Use Songwriting Loops

Well-created and conceived Songwriting Loops not only speed up the process of song construction; they give you commercial song forms and hit song formulas right from the start. No reinventing the wheel or searching for the lost chord. They give you chord progressions that work, are commercial and marketable ready to go. Who doesn’t want that?

Songwriting loops that fit the preceding concerns have been created by songwriting pros, such as the songwriting loops found at piano-loops.com, acousticguitarloops.com and countrymusicloops.com. These loops use the same formulas that hit songs and professional songwriters use. Not only that, these songwriting loops are the most flexible, versatile and adaptable on the market. These loops will give you over a trillion options for combinations. Talk about not being boxed in!

What you add are great melodies and lyrics–the parts that make your song truly unique. And the only portions of a song you can copyright

 

Use Fresh Formulas

Oh, didn’t think formulas could be fresh? On the contrary, you should try to use them in a fresh way. This is where skill comes in. You have to balance just the right amount of familiar formulas, with some type of fresh element. It can be a lyric, a melody or as simple as stopping the beat for a second somewhere unexpectedly. Whatever you do, it has to be done just right. A two minute intro isn’t fresh, it’s likely a huge error. The key is: study, know what’s expected, then do the unexpected somewhere just for a moment and / or ever-so-slightly; and that becomes fresh.

 

What to Study in Other Hit Songs

Ask the following questions from the list below about the top hit songs for a given year and genre and find what they have in come or what the averages are.

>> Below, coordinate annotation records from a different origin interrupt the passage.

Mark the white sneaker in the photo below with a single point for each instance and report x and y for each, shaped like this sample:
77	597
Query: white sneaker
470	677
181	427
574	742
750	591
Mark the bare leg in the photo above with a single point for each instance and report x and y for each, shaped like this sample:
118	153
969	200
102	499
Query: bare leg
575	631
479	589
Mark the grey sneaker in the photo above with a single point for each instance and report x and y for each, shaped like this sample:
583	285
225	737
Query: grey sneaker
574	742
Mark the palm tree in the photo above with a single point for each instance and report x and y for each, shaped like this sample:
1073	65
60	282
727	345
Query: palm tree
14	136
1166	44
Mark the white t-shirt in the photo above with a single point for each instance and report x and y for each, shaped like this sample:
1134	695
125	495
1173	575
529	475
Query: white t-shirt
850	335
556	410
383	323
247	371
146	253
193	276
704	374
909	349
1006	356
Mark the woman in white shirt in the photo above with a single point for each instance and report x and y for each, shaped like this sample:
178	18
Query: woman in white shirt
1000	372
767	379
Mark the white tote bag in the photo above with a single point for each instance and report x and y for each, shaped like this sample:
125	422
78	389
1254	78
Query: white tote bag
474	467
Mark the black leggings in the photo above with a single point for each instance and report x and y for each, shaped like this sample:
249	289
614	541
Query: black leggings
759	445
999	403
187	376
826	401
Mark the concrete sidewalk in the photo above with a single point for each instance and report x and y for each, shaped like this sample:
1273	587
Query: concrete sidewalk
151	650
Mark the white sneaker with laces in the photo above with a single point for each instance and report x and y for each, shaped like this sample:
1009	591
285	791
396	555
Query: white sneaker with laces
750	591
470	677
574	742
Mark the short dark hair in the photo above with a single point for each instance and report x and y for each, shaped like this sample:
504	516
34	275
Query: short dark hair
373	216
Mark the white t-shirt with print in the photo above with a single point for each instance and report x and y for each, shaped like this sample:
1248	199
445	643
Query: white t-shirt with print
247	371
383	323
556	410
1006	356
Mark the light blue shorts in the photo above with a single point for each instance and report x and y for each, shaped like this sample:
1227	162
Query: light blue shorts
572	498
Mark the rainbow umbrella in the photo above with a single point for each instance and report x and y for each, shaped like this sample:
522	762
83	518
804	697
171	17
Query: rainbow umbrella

* How long are the intros?

* Are the intros different or similar to other sections in the songs?

* How many different chords did they use in the song?

* Did they have varied chord progressions or did they repeat a particular progression a lot?

* How long are the songs?

* How many bars in the verses?

* Do they have pre-choruses?

* How many bars are in the choruses?

* How many hit songs used a bridge?

* How many bars are the bridges?

* Did they have breakdown choruses somewhere in the song?

* Where were the hooks placed in the choruses and how many times did they repeat the hook?

* What kind of rhyming patterns did they use?

* What is the most popular beat pattern or rhythm?

* What time signatures are most popular? 4/4, 3/4 or 6/8 or other?

* What tempos (bpm) are most popular?

* What topics were most popular? (in love, lonely, breakup, anger, party, etc)

There are more questions you can ask of course, but this covers the important stuff and gets you moving in the right direction.

 

The Take Away For Using Formulas

Study what works on the charts. This is what the buying and listening public is responding to currently. Use the elements that work from hit songs in your songs, while also injecting some fresh or original twist along they way that makes your song special or unique. If you learn what succeeds and use that successful formula with your own creations; by mirroring what works, you have the greatest chance of also finding success.